Hari Suroto, arkeolog di Balai Arkeologi Papua menjelaskan, pengembangan ubi jalar di masyarakat Pegunungan Tengah Papua merupakan turunan dari sistem pertanian yang telah lama maju di wilayah ini. Sejak dikenal sekitar 400 tahun lalu, ubi jalar berkembang pesat karena rasanya yang gurih dan manis, hingga juga disukai ternak. Pengembangan ubi jalar ini turut memicu ledakan penduduk serta perubahan budaya.
Awalnya, tutur Hari yang rutin meneliti pertanian ubi jalar, masyarakat Papua lebih dahulu mengenal keladi dan pisang, sebagai makanan pokok. Keladi atau talas ini ditanam dengan sistem parit, tidak jauh berbeda dengan model ubi jalar saat ini. Namun, karena sistem perawatan ubi jalar yang lebih mudah, masyarakat secara besar-besaran beralih dari keladi.

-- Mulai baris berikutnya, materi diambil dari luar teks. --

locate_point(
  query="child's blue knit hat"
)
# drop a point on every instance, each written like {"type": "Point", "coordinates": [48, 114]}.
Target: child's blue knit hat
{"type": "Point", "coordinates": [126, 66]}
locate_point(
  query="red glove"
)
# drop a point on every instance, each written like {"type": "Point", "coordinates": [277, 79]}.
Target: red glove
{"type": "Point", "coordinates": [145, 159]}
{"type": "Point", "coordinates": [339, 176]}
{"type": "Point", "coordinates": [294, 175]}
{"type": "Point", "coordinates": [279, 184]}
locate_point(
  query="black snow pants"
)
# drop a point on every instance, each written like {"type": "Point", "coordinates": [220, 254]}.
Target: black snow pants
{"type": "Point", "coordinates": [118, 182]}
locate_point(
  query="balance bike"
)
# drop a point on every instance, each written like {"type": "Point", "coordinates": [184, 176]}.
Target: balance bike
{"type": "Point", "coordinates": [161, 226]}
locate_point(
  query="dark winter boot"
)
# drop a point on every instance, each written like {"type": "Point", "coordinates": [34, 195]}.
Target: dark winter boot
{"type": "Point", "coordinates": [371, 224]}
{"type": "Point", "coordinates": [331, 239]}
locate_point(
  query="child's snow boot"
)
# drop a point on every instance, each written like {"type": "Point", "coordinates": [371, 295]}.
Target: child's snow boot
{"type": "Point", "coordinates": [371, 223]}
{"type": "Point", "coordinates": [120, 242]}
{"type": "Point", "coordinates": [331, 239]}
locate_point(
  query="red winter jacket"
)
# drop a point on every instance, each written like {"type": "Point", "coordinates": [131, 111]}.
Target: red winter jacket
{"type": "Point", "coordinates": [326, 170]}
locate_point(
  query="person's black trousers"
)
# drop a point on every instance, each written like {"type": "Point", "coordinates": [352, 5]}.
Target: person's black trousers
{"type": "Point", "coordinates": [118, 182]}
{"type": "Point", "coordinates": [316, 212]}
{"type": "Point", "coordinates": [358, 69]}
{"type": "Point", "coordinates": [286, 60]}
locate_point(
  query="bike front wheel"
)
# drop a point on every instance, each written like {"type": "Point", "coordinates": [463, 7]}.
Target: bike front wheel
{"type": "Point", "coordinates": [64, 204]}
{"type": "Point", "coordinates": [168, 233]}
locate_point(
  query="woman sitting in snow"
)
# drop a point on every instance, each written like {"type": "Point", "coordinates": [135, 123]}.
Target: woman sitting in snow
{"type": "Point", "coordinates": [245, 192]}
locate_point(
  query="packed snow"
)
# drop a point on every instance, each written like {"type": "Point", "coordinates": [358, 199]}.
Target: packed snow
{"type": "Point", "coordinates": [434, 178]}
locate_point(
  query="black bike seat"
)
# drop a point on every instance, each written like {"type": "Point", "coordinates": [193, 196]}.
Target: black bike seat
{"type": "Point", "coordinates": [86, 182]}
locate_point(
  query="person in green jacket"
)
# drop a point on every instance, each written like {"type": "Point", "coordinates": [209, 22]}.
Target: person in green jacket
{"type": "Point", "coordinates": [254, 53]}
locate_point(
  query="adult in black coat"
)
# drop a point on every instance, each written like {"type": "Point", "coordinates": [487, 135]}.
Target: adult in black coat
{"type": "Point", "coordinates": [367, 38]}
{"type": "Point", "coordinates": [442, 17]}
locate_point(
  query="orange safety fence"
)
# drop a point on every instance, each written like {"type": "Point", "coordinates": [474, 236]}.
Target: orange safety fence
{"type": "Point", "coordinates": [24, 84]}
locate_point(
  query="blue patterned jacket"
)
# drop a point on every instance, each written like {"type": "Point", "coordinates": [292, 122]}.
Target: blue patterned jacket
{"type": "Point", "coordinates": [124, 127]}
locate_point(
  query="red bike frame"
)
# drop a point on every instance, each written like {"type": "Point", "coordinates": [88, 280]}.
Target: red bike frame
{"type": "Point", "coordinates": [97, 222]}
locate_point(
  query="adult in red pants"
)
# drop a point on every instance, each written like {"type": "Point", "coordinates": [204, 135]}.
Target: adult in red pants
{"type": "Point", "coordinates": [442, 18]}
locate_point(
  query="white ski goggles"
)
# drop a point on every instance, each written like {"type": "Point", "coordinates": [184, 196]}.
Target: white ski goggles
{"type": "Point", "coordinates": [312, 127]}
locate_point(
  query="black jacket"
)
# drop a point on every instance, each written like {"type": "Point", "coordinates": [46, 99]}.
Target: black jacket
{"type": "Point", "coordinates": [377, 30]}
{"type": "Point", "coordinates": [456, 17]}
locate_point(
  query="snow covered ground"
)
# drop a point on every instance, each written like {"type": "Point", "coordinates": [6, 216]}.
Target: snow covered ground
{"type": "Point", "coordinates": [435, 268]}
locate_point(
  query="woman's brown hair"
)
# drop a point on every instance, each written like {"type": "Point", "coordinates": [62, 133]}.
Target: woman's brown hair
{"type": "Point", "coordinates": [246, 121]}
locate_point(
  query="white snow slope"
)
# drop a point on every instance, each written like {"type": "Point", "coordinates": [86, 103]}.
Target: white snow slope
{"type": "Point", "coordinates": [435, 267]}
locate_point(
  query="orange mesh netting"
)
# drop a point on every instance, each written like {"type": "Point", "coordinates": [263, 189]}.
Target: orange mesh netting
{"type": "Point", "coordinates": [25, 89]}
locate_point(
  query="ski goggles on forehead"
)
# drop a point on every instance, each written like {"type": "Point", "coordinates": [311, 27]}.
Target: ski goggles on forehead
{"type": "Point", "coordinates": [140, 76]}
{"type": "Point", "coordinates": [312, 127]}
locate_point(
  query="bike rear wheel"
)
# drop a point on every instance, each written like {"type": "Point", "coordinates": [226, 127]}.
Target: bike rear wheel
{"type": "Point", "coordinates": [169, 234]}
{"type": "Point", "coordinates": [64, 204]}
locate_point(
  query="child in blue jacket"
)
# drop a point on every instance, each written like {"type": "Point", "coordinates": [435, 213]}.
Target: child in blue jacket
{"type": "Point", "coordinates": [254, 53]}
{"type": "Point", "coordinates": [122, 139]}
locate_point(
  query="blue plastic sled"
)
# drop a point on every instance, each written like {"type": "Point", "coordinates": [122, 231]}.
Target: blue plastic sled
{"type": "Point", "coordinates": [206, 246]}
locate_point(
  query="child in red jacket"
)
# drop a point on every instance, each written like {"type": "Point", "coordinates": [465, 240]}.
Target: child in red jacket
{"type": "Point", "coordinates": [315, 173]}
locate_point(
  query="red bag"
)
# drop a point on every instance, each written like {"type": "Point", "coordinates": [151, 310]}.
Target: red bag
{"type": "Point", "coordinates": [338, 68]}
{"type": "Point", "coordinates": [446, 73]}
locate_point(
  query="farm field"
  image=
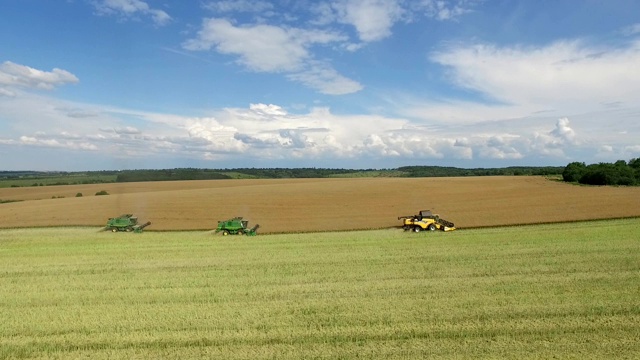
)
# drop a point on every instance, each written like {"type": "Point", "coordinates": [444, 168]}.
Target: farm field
{"type": "Point", "coordinates": [563, 291]}
{"type": "Point", "coordinates": [307, 205]}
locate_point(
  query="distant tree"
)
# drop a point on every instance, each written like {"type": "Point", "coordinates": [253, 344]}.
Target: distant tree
{"type": "Point", "coordinates": [574, 171]}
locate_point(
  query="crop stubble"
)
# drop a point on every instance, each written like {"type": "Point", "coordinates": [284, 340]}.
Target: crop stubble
{"type": "Point", "coordinates": [301, 205]}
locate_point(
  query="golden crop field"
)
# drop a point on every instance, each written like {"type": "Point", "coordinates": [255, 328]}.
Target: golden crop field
{"type": "Point", "coordinates": [305, 205]}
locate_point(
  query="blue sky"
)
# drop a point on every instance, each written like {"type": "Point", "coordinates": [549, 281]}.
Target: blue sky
{"type": "Point", "coordinates": [131, 84]}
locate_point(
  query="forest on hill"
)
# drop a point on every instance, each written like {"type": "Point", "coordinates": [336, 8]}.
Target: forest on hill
{"type": "Point", "coordinates": [36, 178]}
{"type": "Point", "coordinates": [618, 173]}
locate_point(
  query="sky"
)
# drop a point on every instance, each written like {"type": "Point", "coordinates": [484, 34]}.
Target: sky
{"type": "Point", "coordinates": [359, 84]}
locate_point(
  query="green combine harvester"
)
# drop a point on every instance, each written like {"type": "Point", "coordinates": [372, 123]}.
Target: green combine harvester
{"type": "Point", "coordinates": [126, 222]}
{"type": "Point", "coordinates": [236, 226]}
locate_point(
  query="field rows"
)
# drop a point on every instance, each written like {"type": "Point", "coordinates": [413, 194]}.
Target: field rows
{"type": "Point", "coordinates": [303, 205]}
{"type": "Point", "coordinates": [547, 291]}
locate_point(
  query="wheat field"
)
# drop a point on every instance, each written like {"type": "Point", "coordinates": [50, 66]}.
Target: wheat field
{"type": "Point", "coordinates": [307, 205]}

Dan hasil analisis karbon, diperkirakan masyarakat mulai membuka lahan untuk berkebun secara sederhana sekitar 6.000 tahun yang lalu. Medio ini sejajar dengan budaya pertanian awal di Amerika Selatan, Mesir, China, dan lembah Sungai Efrat dan Tigris. Hasil riset juga mengungkap adanya sampel serbuk sari buah merah, dan jejak karbon pembakaran sejak 7.000 tahun lalu di Papua.
“Sangat menarik sekali karena pada masa prasejarah itu, manusia di Jawa masih tinggal di gua dan hidup dengan berburu. Sementara di Pegunungan Tengah Papua manusia sudah tinggal menetap, membentuk suatu pemukiman, bahkan melakukan pertanian yang sistematis,” katanya.
Sejarah pertanian panjang ini seharusnya menjadi modal besar masyarakat untuk terus berkembang. Baik itu dalam produksi, hingga pengembangan pangan lokal.
Sayangnya, tambah Hari, pertanian di Papua, khususnya untuk pangan lokal, terus tersisih. Selain riset yang kurang, perhatian untuk mengembangkan pertanian pangan lokal juga minim. Akibatnya, pertanian di wilayah ini ketinggalan dibanding daerah lain.
“Padahal ini bagian dari peradaban, harga diri orang Papua di masa lalu. Bahwa pada masa lalu masyarakat di sini sejajar dengan pertanian China, Mesir, dan sebagainya. Tetapi kok sekarang terpinggirkan dan malah dilupakan. Itu kan ironis sekali,” kata Hari.